It is not hard to understand that parents are impatient with these adolescents, for people would rather submit to the strictest laws, go to all kinds of trouble, achieve spectacular feats, and choose the most demanding careers than be expected to bring love and understanding to the helpless unhappy child they once were, whom they have subsequently banished forever. When this child suddenly reappears on the lovely parquet floor of their lavish living room in the guise of their own son or daughter, it is not surprising that the child cannot count on finding understanding. What he or she will find is resentment, indignation, warnings or prohibitions, perhaps even hatred--above all, a whole arsenal of child-rearing weapons with which the parents try to ward off every unhappy childhood memory from the war years that tries to come to the surface.
-For Your Own Good, 1980
My goal for after Advent. Alice found an unusually kind and respectful elderly man in Germany and notices how he describes his Mother.

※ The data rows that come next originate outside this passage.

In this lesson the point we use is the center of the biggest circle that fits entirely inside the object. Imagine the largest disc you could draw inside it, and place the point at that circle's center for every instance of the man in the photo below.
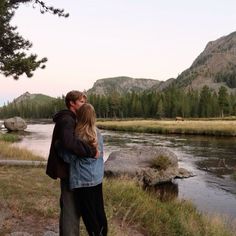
(65, 122)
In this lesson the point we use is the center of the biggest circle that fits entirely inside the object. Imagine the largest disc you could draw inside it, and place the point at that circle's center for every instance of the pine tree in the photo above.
(14, 58)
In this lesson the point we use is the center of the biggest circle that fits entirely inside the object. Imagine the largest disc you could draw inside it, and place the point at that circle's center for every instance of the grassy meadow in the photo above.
(31, 201)
(200, 127)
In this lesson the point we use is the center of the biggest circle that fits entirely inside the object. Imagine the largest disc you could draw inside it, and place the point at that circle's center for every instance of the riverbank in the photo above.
(29, 203)
(193, 127)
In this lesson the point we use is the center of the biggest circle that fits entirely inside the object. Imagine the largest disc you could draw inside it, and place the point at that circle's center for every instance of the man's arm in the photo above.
(70, 142)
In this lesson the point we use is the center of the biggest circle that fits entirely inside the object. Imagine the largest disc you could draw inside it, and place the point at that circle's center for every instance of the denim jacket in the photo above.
(84, 172)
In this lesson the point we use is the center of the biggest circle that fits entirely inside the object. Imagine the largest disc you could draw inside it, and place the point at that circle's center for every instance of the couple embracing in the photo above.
(76, 157)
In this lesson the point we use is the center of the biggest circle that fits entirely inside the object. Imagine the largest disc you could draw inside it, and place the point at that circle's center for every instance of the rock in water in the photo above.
(15, 124)
(138, 162)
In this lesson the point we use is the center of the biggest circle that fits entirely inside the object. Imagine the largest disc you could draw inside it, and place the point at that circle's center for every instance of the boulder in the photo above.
(136, 162)
(15, 124)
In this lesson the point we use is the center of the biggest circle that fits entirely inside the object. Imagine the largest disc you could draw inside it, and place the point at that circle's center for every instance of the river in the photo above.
(211, 159)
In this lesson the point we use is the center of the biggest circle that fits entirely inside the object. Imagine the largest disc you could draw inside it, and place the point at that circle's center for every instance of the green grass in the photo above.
(201, 127)
(234, 175)
(27, 193)
(8, 137)
(9, 152)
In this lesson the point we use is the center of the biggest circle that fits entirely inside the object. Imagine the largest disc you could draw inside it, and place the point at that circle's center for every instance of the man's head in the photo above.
(74, 99)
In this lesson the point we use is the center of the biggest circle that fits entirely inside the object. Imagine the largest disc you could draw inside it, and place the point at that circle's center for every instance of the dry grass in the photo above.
(204, 127)
(32, 201)
(9, 152)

I noticed that he didn't say, like most people, "My mother loved me very much," but instead, "She loved life," and I recalled having once written that about Goethe's mother. This elderly man had known his happiest moments in the woods with his mother when he had sensed her delight in the birds and shared it with her. Their warm relationship still shone in his aging eyes, and her regard for him expressed itself unmistakably in the way he now was speaking to the children at play. There was nothing superior or condescending in his manner, but simply attentiveness and respect.
I love that! I love life! That's the kind of Mother I want my children to see even more of in myself!